Flow cytometric analysis of the cell cycle

Cells were fixed in ice-cold 75% ethanol (106 cells/3 ml) at 4 °C overnight. Subsequently, fixed cells were spun, treated with RNase A, centrifuged, and pellets were resuspended in propidium iodide (20 µg/ml) and subjected to flow cytometric analysis. The DNA contents were determined with the EPICS Profile (Coulter Electronics, Hialeah, FL, USA) and BD FACSCalibur system (BD, Franklin Lakes, NJ, USA) equipped with an air-cooled argon laser excited at 488 nm and analyzed by the CellQuest Pro software (version 5.1).

Senescence associated-β-galactosidase (SA-β-gal) staining

Cells grown on the dishes were fixed in 0.2% glutaraldehyde/2% formaldehyde at 37 °C for 5 min. The staining solution (1 mg/ml of 5-Bromo-4-chloro-3-indolyl β-d-galactopyranoside, 5 mM potassium ferricyanide, 5 mM potassium ferrocyanide, 150 mM NaCl, 1 mM MgCl2, 40 mM citric acid (pH 6.0)) was used to treat fixed cells at 37 °C overnight. The stained cells could be visualized using the microscope with bright field (Olympus, Center Valley, PA, USA). For measurement of SA-β-gal activity, the Cellular Senescence Activity Assay kit (Cat# ENZ-KIT129) was used and the procedure was followed according to the manufacturer’s manual (Enzo Life Sciences Inc. Farmingdale, NY, USA)19,20,21. Briefly, the whole lysate of cells treated with cold 1 × cell lysis buffer was centrifuged for 10 min at 4 °C. Next, 50 μl of the supernatant was mixed with an equal amount of 2 × assay buffer and incubated at 37 °C for 1 h. The activity of SA-β-gal was then measured using a fluorescence plate reader at 360 nm (excitation)/465 nm (emission) (Multimode microplate readers TECAN 200/200Pro, TECAN Group Ltd., Männedorf, Switzerland).

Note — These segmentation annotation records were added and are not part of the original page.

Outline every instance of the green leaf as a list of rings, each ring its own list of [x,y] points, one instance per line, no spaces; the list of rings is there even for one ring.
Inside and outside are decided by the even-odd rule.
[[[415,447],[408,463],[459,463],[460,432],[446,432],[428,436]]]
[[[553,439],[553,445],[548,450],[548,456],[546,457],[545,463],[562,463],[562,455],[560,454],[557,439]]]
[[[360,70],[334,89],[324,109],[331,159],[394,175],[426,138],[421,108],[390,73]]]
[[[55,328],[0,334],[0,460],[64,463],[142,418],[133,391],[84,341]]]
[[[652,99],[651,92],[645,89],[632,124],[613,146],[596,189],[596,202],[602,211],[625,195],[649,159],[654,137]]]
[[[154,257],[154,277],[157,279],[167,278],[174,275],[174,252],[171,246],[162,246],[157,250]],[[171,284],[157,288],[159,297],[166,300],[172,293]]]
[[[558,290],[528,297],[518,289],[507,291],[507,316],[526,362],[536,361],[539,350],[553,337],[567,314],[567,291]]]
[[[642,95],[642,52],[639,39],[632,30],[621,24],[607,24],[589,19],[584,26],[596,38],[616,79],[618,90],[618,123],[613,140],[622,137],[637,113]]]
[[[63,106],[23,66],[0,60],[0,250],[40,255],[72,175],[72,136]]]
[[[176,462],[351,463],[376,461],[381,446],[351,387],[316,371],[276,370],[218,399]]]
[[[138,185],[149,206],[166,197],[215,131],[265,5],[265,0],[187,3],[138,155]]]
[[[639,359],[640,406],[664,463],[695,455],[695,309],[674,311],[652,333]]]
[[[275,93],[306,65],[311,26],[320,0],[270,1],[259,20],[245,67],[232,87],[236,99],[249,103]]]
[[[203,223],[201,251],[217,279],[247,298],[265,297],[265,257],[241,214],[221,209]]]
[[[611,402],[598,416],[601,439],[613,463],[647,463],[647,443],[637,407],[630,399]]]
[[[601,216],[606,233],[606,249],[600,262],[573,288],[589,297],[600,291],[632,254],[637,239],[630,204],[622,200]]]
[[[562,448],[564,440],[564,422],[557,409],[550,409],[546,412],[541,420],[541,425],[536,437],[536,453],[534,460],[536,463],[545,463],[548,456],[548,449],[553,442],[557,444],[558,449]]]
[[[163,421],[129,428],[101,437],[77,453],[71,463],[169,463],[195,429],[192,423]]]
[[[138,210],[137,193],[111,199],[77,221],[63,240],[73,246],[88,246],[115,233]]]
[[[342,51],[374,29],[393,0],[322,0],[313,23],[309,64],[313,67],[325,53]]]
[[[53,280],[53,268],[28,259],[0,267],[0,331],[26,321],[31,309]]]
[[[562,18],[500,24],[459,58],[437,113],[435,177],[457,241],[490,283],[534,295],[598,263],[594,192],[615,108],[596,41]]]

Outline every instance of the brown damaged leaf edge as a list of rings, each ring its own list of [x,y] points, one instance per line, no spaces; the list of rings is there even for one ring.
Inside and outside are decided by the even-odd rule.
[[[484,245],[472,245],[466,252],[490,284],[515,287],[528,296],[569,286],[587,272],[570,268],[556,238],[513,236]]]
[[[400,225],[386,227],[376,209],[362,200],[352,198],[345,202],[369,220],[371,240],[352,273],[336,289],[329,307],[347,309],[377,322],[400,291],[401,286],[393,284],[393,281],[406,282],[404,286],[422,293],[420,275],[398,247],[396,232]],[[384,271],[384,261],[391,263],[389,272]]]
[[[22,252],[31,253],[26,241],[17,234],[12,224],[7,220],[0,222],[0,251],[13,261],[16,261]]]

Immunofluorescence staining and confocal microscopy

Cells were seeded on cover slips for 48 h and fixed with 4% paraformaldehyde followed by 0.1% Triton X-100. The samples were blocked with 10% fetal bovine serum, and then incubated with anti-Ki-67 antibody (Millipore, Billerica, MA, USA). Nuclei were counterstained using 4′, 6-diamidino-2-phenylindole (DAPI). Cell images were acquired using a confocal fluorescence microscope (Leica TCS SP2, Leica Microsystems Ltd., Buffalo Grove, IL, USA).

Western blot analysis

The Western blot analysis were followed by a previous report22. The primary antibodies were anti-p53 and anti-GAPDH (1:5000 each, Genetex Inc., Irvine, CA, USA).

High performance liquid chromatography (HPLC)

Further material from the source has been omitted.